吉祥寺は、首都圏の「住みたい街ランキング」で何度も一位を記録している。
古着屋やファッション関係の店が駅前に並び、オシャレなレストランやカフェが商店街にひしめく。
都会的な一方で、井の頭公園では四季折々の自然を楽しめる。
そんな吉祥寺のラブホを巡ってみた。
まずは東改札を出て、オデヲンの角を曲がる。
ヤマダ電機の裏通りに、『ラフェスタ』がある。
入口は小さいが、建物は道に沿って大きめだ。
透明感のある薄い緑色のガラスの壁が、3ブロックに分かれている。
正面から見て右側には入口があり、大理石のような模様の柱が並ぶ。
中央では、水のオブジェが涼しげな音を立てる。銀色の鳥が向かい合い、口ばしから水を放つ。

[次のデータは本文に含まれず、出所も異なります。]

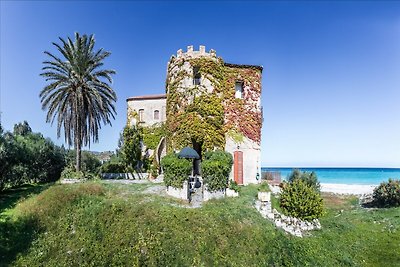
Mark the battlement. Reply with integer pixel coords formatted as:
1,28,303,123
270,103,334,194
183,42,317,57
176,45,217,58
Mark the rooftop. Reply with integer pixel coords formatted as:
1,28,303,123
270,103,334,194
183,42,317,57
126,94,167,101
224,63,263,71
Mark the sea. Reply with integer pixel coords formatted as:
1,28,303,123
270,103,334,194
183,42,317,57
261,167,400,185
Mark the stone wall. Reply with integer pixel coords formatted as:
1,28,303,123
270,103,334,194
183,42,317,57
166,182,189,200
127,95,167,126
225,137,261,185
203,188,225,201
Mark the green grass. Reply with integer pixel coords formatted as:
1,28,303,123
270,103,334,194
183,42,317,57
0,182,400,266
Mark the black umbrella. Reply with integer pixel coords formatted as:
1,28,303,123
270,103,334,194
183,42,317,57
178,147,200,159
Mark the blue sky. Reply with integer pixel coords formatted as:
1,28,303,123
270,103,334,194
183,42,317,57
0,1,400,167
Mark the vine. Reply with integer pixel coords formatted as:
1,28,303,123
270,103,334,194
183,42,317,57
166,53,262,155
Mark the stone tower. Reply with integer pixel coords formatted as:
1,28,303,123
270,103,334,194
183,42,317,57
166,46,262,184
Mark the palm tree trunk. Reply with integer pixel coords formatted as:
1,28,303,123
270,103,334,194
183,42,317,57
75,136,82,172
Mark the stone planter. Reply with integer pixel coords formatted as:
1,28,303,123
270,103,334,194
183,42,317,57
203,187,225,201
226,188,239,197
167,181,189,200
258,192,271,202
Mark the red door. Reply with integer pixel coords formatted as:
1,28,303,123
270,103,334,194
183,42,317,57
233,151,243,184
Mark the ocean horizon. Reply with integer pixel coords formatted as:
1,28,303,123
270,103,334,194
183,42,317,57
261,167,400,185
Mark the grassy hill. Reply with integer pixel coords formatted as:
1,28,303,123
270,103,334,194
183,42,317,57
0,182,400,266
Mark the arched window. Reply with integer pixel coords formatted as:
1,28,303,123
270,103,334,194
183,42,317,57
235,82,243,98
193,67,201,85
153,110,160,120
139,109,144,122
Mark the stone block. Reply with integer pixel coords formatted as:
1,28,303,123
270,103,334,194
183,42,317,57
258,192,271,202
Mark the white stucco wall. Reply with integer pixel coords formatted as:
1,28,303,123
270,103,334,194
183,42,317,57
225,136,261,185
127,98,167,126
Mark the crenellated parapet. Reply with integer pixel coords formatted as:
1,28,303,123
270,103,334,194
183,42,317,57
171,45,217,59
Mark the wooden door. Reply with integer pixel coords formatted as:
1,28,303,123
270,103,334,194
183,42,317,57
233,151,243,185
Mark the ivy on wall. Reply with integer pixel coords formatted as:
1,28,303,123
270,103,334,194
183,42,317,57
166,57,262,154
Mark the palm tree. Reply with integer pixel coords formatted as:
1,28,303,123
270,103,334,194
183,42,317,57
40,33,117,171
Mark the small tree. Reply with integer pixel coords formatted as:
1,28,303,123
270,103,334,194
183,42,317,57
201,150,233,191
14,121,32,136
161,153,192,188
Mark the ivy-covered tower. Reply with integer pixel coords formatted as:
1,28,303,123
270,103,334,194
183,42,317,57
166,46,262,184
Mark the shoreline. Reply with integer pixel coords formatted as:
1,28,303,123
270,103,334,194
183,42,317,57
321,183,378,195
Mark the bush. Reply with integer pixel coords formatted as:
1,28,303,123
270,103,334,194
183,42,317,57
100,161,126,173
258,182,271,192
67,150,101,175
280,179,323,221
161,153,192,188
0,122,65,191
228,181,241,193
373,179,400,207
201,150,233,192
61,166,96,180
288,169,321,192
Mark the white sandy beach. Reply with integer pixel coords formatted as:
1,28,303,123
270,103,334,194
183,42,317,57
321,183,378,195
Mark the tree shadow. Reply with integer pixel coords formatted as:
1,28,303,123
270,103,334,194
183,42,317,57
0,184,52,266
0,183,54,216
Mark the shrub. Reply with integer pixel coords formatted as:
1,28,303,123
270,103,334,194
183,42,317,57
61,166,96,179
228,180,241,193
161,153,192,188
373,179,400,207
100,161,126,173
0,122,65,191
280,179,323,221
258,182,271,192
288,169,321,192
201,150,233,192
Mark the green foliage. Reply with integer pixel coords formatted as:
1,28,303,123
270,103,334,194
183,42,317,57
66,150,101,176
40,33,117,171
161,153,192,188
14,121,32,136
373,179,400,207
280,179,323,221
288,169,321,192
100,160,126,173
228,181,241,193
258,182,271,192
61,166,97,180
0,123,65,191
201,150,233,192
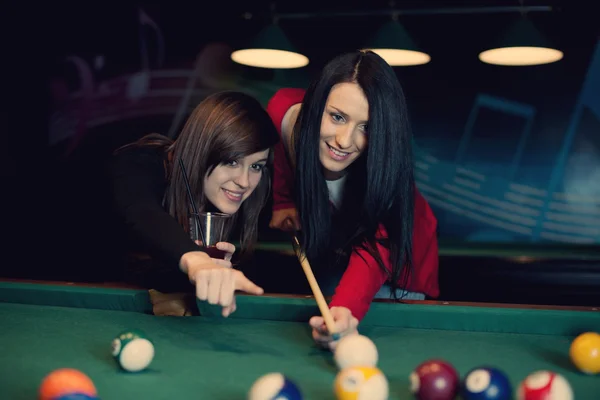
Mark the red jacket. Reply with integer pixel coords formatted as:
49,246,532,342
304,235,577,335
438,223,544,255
267,88,439,320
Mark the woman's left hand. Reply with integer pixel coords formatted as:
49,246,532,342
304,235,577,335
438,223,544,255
309,307,358,351
196,240,235,265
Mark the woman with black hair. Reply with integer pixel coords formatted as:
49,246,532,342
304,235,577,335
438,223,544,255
267,51,439,348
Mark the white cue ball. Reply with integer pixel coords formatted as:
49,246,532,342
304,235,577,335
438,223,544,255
334,334,379,369
111,331,154,372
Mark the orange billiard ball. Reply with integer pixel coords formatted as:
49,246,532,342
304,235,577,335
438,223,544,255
39,368,98,400
569,332,600,375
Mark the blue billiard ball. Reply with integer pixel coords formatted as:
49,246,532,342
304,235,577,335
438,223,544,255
462,367,512,400
248,372,302,400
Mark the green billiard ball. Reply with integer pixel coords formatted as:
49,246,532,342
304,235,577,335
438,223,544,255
112,331,154,372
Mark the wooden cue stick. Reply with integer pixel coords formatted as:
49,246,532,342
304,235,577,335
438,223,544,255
292,235,339,340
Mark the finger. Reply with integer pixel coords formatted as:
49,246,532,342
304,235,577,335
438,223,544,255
350,317,358,331
219,271,235,307
211,258,233,268
308,317,329,335
312,329,331,349
234,271,264,295
208,268,223,304
196,271,208,300
334,315,350,333
217,242,235,254
223,297,237,318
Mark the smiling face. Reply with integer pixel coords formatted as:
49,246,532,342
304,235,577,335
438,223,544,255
319,83,369,180
204,150,269,214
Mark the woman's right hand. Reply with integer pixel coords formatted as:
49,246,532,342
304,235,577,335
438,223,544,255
269,208,300,232
179,251,264,317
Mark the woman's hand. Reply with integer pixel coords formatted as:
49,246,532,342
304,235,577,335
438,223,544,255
269,208,300,232
309,307,358,351
195,240,235,267
179,252,264,317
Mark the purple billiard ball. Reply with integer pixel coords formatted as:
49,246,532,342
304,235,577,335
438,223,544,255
462,367,512,400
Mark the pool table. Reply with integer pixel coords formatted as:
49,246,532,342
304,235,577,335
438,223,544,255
0,280,600,400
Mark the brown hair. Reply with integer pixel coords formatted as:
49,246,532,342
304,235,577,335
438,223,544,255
121,91,279,255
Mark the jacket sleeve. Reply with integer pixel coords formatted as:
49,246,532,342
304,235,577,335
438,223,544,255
107,149,198,268
267,88,305,211
329,191,439,321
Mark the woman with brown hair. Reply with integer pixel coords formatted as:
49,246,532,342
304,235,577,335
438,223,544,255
109,92,279,316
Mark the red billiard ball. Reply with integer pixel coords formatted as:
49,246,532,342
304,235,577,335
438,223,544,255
410,360,460,400
516,371,574,400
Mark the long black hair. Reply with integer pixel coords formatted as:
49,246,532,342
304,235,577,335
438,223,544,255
293,50,415,296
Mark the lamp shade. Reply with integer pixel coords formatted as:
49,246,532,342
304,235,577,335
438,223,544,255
231,24,308,68
367,21,431,66
479,18,563,66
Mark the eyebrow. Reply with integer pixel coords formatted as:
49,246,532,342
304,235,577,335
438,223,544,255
329,104,369,122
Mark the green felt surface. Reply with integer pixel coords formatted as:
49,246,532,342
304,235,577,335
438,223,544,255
0,285,600,400
251,241,600,260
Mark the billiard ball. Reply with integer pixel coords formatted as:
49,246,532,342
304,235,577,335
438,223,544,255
516,371,573,400
112,331,154,372
569,332,600,375
333,367,389,400
39,368,98,400
409,360,460,400
334,334,379,369
248,372,302,400
462,367,512,400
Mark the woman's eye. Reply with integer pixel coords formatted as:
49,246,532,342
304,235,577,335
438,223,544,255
331,113,344,122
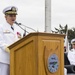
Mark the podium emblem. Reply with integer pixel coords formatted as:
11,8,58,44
48,54,59,73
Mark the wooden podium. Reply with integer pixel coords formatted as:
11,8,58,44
9,32,64,75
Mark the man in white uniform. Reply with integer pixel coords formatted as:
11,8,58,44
0,6,20,75
68,39,75,65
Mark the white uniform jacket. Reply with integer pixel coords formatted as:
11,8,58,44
0,23,19,64
68,49,75,65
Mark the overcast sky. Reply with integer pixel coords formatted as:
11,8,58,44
0,0,75,32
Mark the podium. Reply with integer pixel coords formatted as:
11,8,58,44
9,32,65,75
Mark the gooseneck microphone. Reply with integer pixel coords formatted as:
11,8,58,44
14,21,36,36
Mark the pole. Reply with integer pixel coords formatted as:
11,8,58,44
45,0,51,32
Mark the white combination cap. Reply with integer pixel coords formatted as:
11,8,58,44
3,6,18,15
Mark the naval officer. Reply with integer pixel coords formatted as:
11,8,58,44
0,6,21,75
68,39,75,65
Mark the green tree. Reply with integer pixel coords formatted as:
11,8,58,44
52,24,75,43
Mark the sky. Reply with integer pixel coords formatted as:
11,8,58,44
0,0,75,32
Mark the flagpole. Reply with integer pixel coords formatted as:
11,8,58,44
45,0,51,32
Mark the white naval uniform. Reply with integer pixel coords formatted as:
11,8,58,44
0,23,19,75
68,49,75,65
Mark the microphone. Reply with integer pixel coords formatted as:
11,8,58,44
14,21,36,32
14,21,21,25
14,21,29,37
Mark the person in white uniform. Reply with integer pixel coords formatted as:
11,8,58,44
68,38,75,65
0,6,21,75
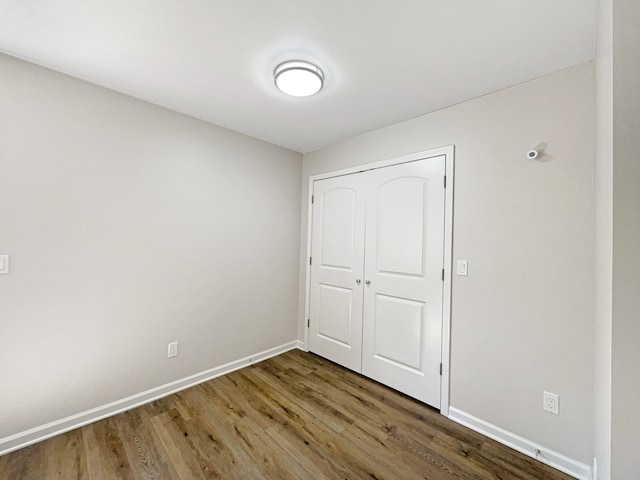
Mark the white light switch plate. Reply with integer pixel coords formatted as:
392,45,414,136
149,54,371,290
0,255,9,274
456,260,468,277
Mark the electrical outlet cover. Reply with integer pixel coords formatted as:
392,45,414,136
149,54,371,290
542,392,560,415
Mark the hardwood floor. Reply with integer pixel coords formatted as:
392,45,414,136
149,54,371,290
0,350,570,480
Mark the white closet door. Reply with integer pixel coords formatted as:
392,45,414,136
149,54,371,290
309,175,366,372
362,156,445,408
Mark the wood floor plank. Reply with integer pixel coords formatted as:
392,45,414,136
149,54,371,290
0,350,570,480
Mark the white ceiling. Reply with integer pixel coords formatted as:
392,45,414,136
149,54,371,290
0,0,596,152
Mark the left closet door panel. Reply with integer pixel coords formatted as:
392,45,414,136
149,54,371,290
309,175,366,372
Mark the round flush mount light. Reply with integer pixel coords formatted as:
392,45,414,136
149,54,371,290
273,60,324,97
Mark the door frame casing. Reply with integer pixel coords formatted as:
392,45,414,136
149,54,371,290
302,145,455,416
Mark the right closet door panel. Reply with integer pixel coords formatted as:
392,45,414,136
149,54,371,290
362,156,445,408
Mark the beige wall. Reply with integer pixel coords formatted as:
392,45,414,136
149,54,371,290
0,55,301,443
298,64,595,465
611,0,640,480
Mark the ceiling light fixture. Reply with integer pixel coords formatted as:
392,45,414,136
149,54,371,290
273,60,324,97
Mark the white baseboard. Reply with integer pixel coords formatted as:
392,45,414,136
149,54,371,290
449,407,592,480
0,340,304,455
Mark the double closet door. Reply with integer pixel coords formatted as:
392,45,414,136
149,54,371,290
309,156,445,408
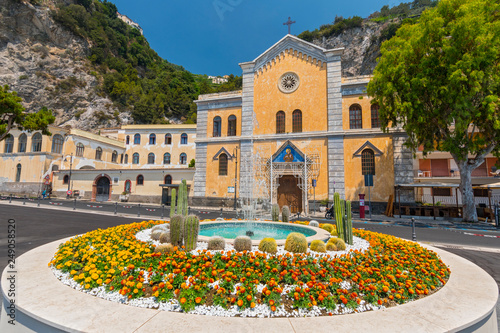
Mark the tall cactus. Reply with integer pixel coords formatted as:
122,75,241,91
333,193,345,239
170,188,177,217
170,214,184,246
344,200,353,245
184,215,200,251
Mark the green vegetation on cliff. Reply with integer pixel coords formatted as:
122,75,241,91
53,0,241,124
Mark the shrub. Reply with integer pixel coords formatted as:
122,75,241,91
183,215,200,251
309,239,326,252
309,220,319,228
321,223,333,233
159,231,170,244
259,237,278,254
281,205,290,222
207,236,226,250
234,236,252,252
285,232,307,253
170,215,184,246
271,204,280,222
155,244,174,253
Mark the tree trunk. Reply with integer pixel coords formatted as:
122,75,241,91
457,160,477,222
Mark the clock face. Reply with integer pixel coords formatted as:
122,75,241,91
278,72,300,93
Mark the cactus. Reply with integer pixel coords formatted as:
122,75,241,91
344,200,353,245
259,237,278,254
271,204,280,222
281,205,290,222
155,244,174,253
328,237,346,251
285,232,307,253
207,236,226,251
170,188,177,216
158,231,170,244
333,193,345,238
321,223,333,233
170,214,184,246
234,236,252,252
183,215,200,251
309,239,326,252
309,220,319,228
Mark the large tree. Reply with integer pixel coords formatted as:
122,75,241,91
0,85,56,141
367,0,500,221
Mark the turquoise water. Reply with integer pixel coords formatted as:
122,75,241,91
200,222,316,240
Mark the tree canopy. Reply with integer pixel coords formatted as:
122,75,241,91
367,0,500,220
0,85,56,141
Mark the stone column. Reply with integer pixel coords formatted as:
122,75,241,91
325,48,345,200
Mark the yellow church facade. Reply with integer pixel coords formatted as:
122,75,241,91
194,35,413,213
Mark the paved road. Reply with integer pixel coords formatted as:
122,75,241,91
0,201,500,327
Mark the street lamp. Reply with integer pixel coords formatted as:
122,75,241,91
66,153,73,199
233,147,238,210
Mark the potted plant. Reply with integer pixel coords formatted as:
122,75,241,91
120,191,129,202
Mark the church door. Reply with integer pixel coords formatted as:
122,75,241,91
278,176,302,213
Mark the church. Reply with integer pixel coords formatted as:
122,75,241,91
193,34,414,214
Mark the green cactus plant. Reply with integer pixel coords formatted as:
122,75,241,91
333,193,345,238
259,237,278,254
281,205,290,222
183,215,200,251
309,239,326,252
170,214,184,246
170,188,177,216
234,236,252,252
271,204,280,222
285,232,307,253
207,236,226,251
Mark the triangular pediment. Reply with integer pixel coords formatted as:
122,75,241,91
272,140,305,163
352,141,384,157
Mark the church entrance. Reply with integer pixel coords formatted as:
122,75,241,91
278,176,302,213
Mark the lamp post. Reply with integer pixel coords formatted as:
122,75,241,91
66,153,73,199
233,147,238,210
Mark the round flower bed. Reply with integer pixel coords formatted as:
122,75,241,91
49,221,449,317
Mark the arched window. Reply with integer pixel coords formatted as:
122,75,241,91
292,110,302,133
219,153,227,176
181,133,187,145
148,153,155,164
163,153,170,164
179,153,187,164
349,104,363,129
165,133,172,145
361,149,375,175
371,104,380,128
5,134,14,153
276,111,285,134
227,114,236,136
17,133,28,153
76,142,85,157
212,116,222,137
149,133,156,145
16,163,22,183
95,147,102,161
132,153,139,164
123,179,132,193
52,134,64,154
31,133,42,152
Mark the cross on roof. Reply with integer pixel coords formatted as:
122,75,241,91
283,17,297,35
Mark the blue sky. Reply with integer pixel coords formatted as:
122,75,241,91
111,0,411,75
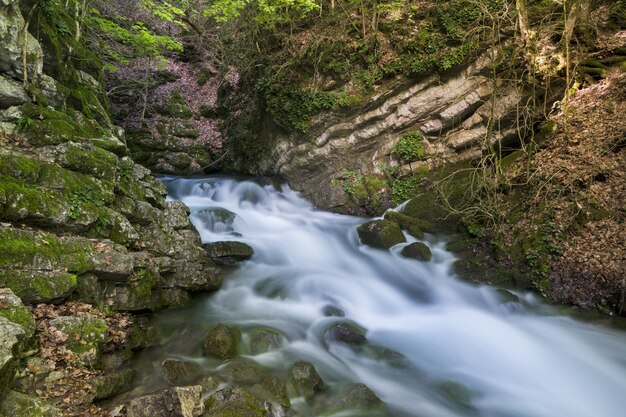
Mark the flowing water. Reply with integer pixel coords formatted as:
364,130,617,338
129,177,626,417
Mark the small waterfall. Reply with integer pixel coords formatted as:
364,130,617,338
156,177,626,417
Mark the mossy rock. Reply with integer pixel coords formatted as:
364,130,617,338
50,316,109,366
204,241,254,265
204,387,267,417
0,288,36,339
400,242,433,262
0,391,63,417
204,324,241,360
0,270,77,304
250,328,285,355
290,361,326,400
357,220,406,249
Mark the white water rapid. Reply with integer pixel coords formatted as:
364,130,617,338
158,177,626,417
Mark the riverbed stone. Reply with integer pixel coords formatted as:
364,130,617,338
357,220,406,249
0,391,63,417
126,385,204,417
204,241,254,265
203,324,241,360
326,323,367,345
204,387,269,417
290,361,325,399
400,242,433,262
161,359,201,385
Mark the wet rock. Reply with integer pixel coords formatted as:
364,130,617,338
204,241,254,265
162,359,200,385
357,220,406,249
0,75,30,109
250,375,291,408
250,328,284,355
0,391,63,417
0,317,26,402
290,361,324,399
204,387,269,417
0,288,36,339
204,324,241,360
126,385,204,417
326,323,367,345
50,316,109,366
400,242,433,262
89,369,135,400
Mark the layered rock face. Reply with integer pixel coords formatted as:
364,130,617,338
264,52,550,209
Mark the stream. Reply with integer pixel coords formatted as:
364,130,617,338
122,177,626,417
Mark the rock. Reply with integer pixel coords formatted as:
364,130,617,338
290,361,325,399
250,376,291,408
162,359,200,385
0,288,36,339
357,220,406,249
400,242,433,262
0,75,30,109
250,328,284,355
89,369,135,401
204,241,254,265
0,317,26,402
50,316,109,366
0,391,63,417
326,323,367,345
126,385,204,417
204,324,241,360
204,387,269,417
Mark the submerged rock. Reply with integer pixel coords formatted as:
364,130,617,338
126,385,204,417
290,361,325,399
204,241,254,265
202,387,269,417
357,220,406,249
400,242,433,262
204,324,241,360
162,359,200,385
326,323,367,345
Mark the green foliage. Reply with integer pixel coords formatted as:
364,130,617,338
391,131,425,163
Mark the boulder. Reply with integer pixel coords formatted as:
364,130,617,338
126,385,204,417
0,75,30,109
204,241,254,265
50,316,109,366
0,317,26,402
162,359,200,385
0,288,36,339
202,387,270,417
250,328,284,355
204,324,241,360
290,361,324,399
0,391,63,417
357,220,406,249
400,242,433,262
326,323,367,345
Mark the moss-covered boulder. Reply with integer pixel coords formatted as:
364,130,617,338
162,359,201,385
250,328,284,355
50,316,109,366
204,241,254,265
0,317,26,402
400,242,433,262
204,387,268,417
326,322,367,345
126,385,204,417
0,391,63,417
290,361,325,399
357,220,406,249
0,288,36,339
203,324,241,360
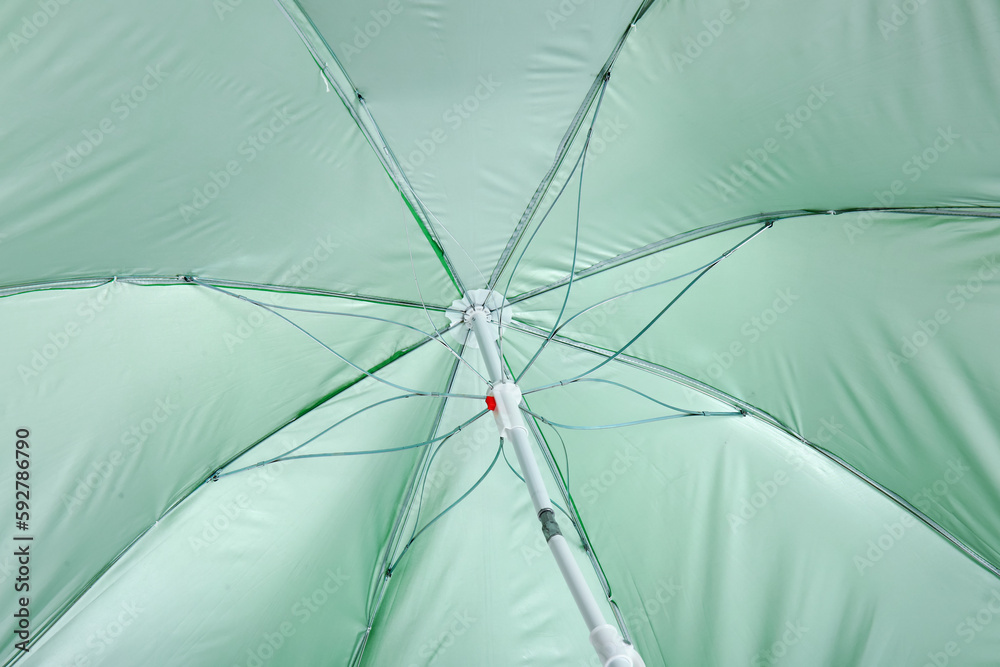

左側には建物と同じガラス素材のピラミッドと、黒い3段の石の上に赤いラッパの先端のようなものと銀色の小さなアーチを乗せたモニュメントがある。
現代アートをこれでもかと並べたようだ。
中央線の高架をくぐり、駅の北側へ向かう。
すぐに、『ホテル ニューヨーク』の縦書き文字が見えてくる。
建物は白に近い薄ピンクを基調に、水色の梁や柱、ピンクの窓枠で彩られている。
屋根は薄い茶色で、洋風の板を敷き詰めたような柄になっている。
妖艶な店名看板とは対照的に、少女趣味な建物だ。
そこから住宅や飲食店のある道を少し歩くと、『アランド』が現れる。
真っ白で、シンプルな建物だ。
一部の部屋からは、ベランダが突き出す。
少し離れてみると、屋上に円柱の看板が立っているのが分かる。ピンクのネオンが、踊っている。
サンロード商店街を抜け、駅の北口にやってきた。
先ほど見た『ラフェスタ』の広告看板が、大きくアピールしている。
「リラクゼーション・スペース」であることが分かる。
再び中央線の高架をくぐり、吉祥寺通りを歩いて井の頭公園を目指す。
公園の入口は下り坂になっている。
坂に沿って、気になる建物がある。
『旅荘 和歌水』だ。
坂の上から、青い瓦屋根と白い壁を見ることができる。
下ってみると、木の窓板や木の柵、一階を覆う細い植物が目に入ってきた。
建物の飛び出した部分は和風、奥の部分は洋風の雰囲気を醸し出す。
奥行きがあり、坂の上の方には白い壁と「お客様入口」の看板がある。
通りに面した所にも入口があるが、こちらは裏口だろうか。
坂の下の方から見ると、木で覆われてうっそうとしていた。
白地に黒模様の丸い板に、筆文字の店名が貼られている。
料金案内は扇形だ。
看板はどれも、和風情緒が漂う。
これまで見てきたラブホとは違う、歴史を感じさせる「旅荘」だ。
公園の中から見ると、違和感なく自然と同化している。
吉祥寺には、オシャレな雰囲気を崩さず景観にとけ込んだラブホと、公園の緑になじむ昭和の「旅荘」があるのを、歩いて知った。